その後泉州に戻る商船を探して何とか乗り込み、夜に泉州の別荘に着いた。扉を開けると——顔を青くした阿福と、険しい顔をした大人が数人、待っていた。
よく見ると、阿福の親戚たちだった。
「どこへ行っておったのだ!」
最初に口を開いたのは、がっしりした体格の中年男だった。声が大きかった。
そこから先は、長かった。
説明をしようとしても聞いてもらえなかった。虎子が途中で口を挟んで余計に怒られた。石頭は最初から黙っていた。海生は申し訳なさそうに縮こまっていた。
朱慈煥は深く頭を下げて、ひたすら詫びた。
翌日、一行は半ば囚人のような面持ちで泉州を発った。
平海衛に着くと、港にはさらに多くの大人が待っていた。海生の父親、虎子と石頭の親族——皆、顔色が怖かった。
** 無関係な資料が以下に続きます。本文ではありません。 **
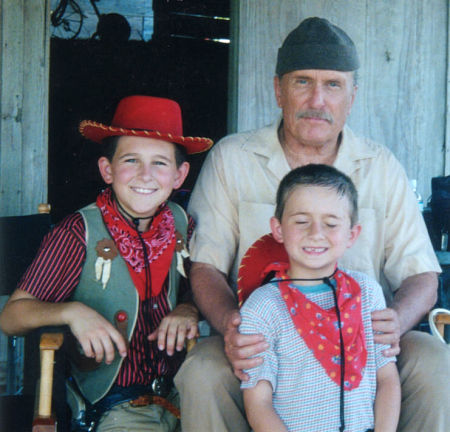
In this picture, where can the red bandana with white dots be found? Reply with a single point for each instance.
(319, 327)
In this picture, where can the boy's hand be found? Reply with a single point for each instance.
(386, 327)
(176, 327)
(239, 348)
(96, 335)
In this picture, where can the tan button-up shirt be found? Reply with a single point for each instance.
(234, 199)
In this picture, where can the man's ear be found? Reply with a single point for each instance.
(275, 227)
(355, 231)
(104, 166)
(182, 172)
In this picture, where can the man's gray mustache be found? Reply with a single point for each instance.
(316, 114)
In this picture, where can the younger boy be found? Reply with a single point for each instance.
(322, 371)
(111, 270)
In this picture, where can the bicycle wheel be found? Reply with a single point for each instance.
(68, 26)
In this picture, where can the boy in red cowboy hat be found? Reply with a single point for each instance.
(111, 271)
(322, 371)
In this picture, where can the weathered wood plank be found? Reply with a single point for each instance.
(11, 106)
(23, 105)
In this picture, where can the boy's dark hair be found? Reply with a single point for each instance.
(317, 175)
(109, 146)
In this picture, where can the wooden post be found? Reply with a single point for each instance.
(44, 422)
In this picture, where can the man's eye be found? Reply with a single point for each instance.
(334, 84)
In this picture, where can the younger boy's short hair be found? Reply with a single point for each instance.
(109, 146)
(317, 175)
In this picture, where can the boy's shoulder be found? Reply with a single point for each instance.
(264, 296)
(360, 277)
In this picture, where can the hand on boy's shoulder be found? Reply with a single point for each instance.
(386, 328)
(176, 327)
(240, 348)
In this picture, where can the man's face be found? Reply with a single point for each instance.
(315, 105)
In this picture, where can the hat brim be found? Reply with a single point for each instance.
(266, 250)
(98, 131)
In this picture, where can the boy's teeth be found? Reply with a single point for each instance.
(142, 190)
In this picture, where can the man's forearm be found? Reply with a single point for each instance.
(212, 294)
(415, 297)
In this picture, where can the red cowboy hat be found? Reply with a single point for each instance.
(252, 271)
(148, 117)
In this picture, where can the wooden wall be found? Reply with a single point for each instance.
(403, 48)
(23, 105)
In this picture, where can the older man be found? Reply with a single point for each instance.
(234, 198)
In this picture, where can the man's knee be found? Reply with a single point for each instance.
(423, 359)
(205, 366)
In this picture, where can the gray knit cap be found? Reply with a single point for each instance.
(317, 44)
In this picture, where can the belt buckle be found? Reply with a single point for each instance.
(161, 386)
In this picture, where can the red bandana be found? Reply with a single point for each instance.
(319, 327)
(159, 240)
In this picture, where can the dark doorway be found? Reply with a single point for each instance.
(183, 61)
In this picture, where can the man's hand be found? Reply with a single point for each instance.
(176, 327)
(386, 328)
(96, 335)
(239, 348)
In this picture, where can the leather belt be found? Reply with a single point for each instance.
(161, 386)
(145, 400)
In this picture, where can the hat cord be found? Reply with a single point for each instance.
(328, 282)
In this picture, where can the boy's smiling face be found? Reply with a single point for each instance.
(143, 173)
(316, 230)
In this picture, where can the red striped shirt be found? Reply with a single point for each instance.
(55, 273)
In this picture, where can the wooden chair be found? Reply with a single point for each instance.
(437, 319)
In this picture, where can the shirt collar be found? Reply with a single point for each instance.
(266, 143)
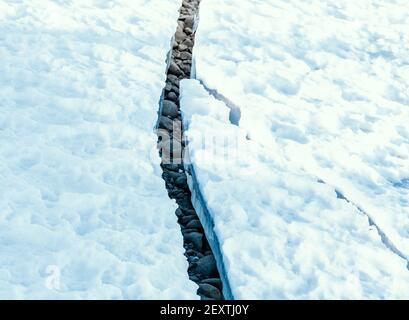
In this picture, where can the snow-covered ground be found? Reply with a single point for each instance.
(83, 209)
(323, 90)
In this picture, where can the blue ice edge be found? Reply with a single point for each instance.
(208, 225)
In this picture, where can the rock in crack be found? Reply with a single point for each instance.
(202, 264)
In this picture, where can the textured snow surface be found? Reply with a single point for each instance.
(83, 210)
(323, 90)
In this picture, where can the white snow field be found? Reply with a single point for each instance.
(84, 212)
(323, 90)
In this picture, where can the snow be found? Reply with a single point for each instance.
(323, 95)
(84, 212)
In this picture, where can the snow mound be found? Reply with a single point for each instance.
(282, 233)
(322, 90)
(83, 209)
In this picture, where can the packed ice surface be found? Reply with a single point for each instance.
(323, 91)
(83, 209)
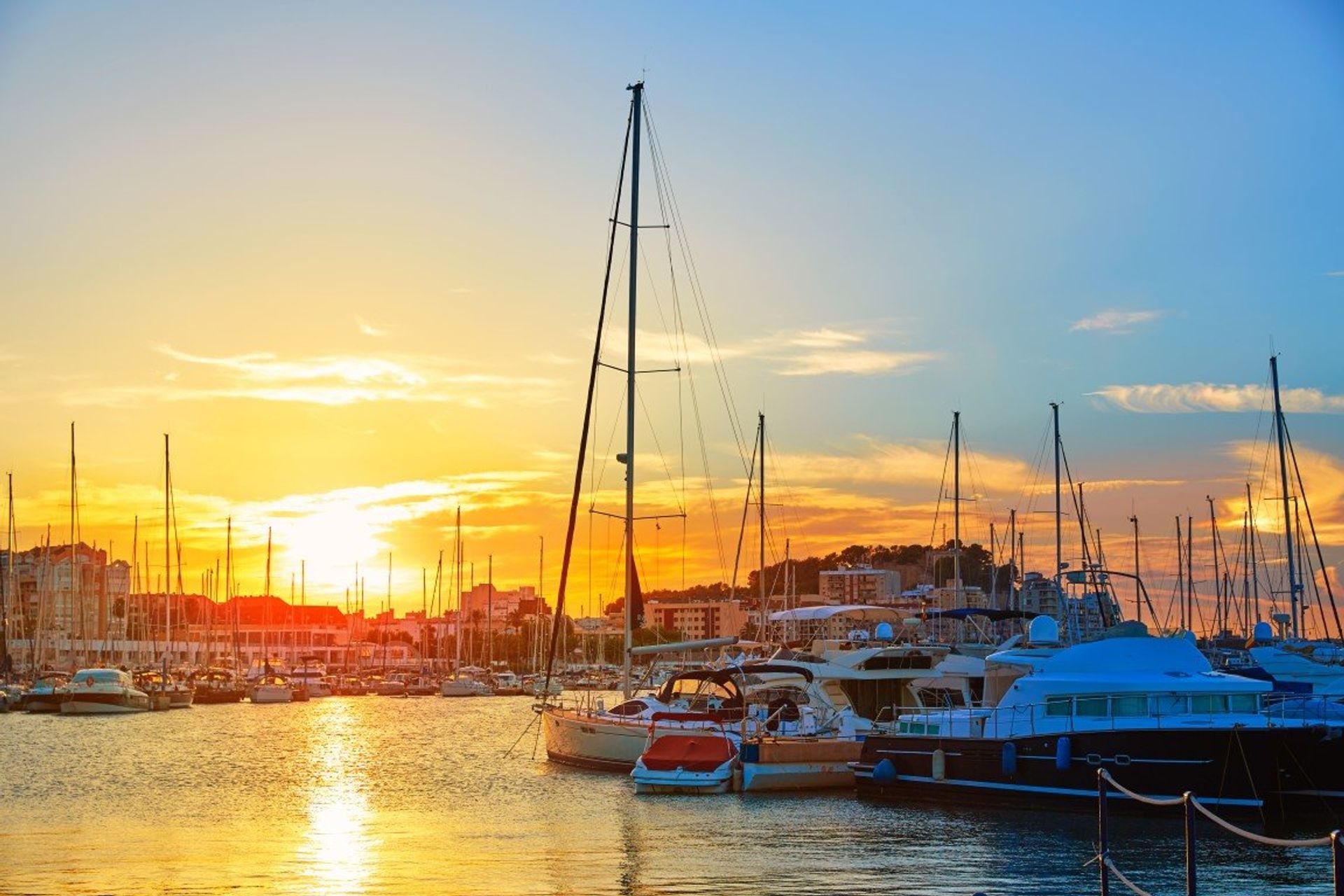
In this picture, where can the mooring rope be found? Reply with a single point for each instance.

海生が港に上がった瞬間、父親に頭を抱え込まれて、ごつりと拳骨を食らった。虎子と石頭も同様だった。
朱慈煥にも当然、張が待っていた。
他の大人たちとは少し違う怒り方だった。怒鳴りもせず、叱りもしなかった。ただ無言で朱慈煥を屋敷まで連れ帰り、扉を閉めてから、低い声で言った。
「二度とするんじゃねえぞ」
静かだったが、声の底にドスが効いていた。
「俺の首が飛ぶんだからな、ガキ」
朱慈煥は黙って頷いた。張はそれ以上何も言わなかった。どうやら子どものやらかしとして処理するつもりらしい。鄭芝龍への報告はしない——少なくとも、今のところは。
その夜、朱慈煥は部屋で一人、天井を見上げた。
全身があちこち痛かった。怒られた分だけ、体に応えた。
——しばらくは、大人しくするしかない。
だが書状は、確かに鄭成功の手に届いた。あとはあの男が信じるかどうかだ。
——信じてくれ。
祈るような気持ちで、朱慈煥は目を閉じた。